Personal information
- Full name: Jayden Justice Candelaria
- Date of birth: 2 March 2004 (age 22)
- Place of birth: Dordrecht, Netherlands
- Height: 1.84 m (6 ft 0 in)
- Position: Left back

Team information
- Current team: NAC
- Number: 21

Youth career
- 0000–2018: Sparta
- 2018–2025: Feyenoord

Senior career*
- Years: Team / Apps / (Gls)
- 2025: Feyenoord / 0 / (0)
- 2025–: NAC / 8 / (0)

International career
- 2020: Netherlands U16 / 2 / (0)

= Jayden Candelaria =

Curaçaoan association football player (born 2004)

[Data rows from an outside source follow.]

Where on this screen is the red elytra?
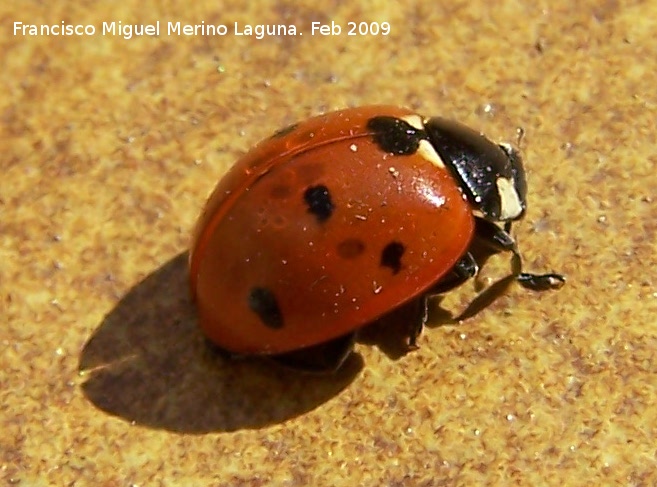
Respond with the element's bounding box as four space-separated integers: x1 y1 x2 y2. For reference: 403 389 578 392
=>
189 105 476 355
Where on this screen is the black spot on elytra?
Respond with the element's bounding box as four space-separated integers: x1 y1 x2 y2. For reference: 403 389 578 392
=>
367 116 427 155
380 241 405 274
337 238 366 259
270 122 298 139
248 287 284 329
303 184 334 222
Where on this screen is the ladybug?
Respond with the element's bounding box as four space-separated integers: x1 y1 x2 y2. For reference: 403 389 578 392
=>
189 106 564 372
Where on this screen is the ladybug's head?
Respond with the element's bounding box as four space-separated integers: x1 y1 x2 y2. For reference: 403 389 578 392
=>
425 117 527 222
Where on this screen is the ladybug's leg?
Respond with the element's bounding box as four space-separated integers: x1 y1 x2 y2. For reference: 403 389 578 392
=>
475 218 565 291
408 295 430 349
453 253 480 281
408 253 481 346
273 332 356 373
428 253 479 294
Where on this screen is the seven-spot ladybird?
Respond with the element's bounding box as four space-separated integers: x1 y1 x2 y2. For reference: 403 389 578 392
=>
190 106 565 371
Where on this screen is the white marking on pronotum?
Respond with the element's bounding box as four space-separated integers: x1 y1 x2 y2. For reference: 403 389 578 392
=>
400 115 446 169
417 139 446 169
496 177 523 220
401 114 424 130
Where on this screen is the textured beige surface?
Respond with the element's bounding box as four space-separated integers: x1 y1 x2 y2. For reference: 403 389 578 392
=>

Jayden Justice Candelaria (born 2 March 2004) is a Dutch professional footballer who plays as defender for Eredivisie side NAC Breda.

==Club career==
A left-sided defender, he was a youth product at Feyenoord having joined the club in the summer of 2018 from Sparta Rotterdam. He progressed through the academy at Feyenoord, signing a first professional contract with the club as a 17-year-old in 2021, and signed a two-year contract extension in 2024. He played for the club in the UEFA Youth League and won the Dutch junior league in 2025, prior to joining NAC Breda in August 2025. He had offers from elsewhere but chose the club because he has family from Breda, and had watched his first match at the club with his grandfather when he was six years-old. He made his debut in the Eredivisie for Breda against NEC Nijmegen on 24 August 2025 during the 2025–26 season, appearing as a substitute for Lewis Holtby.

==International career==
Candelaria played 2 games for the Netherlands national under-16 football team.

In 2025, he was called up to the Curacao national football team for their 2026 FIFA World Cup qualifying matches.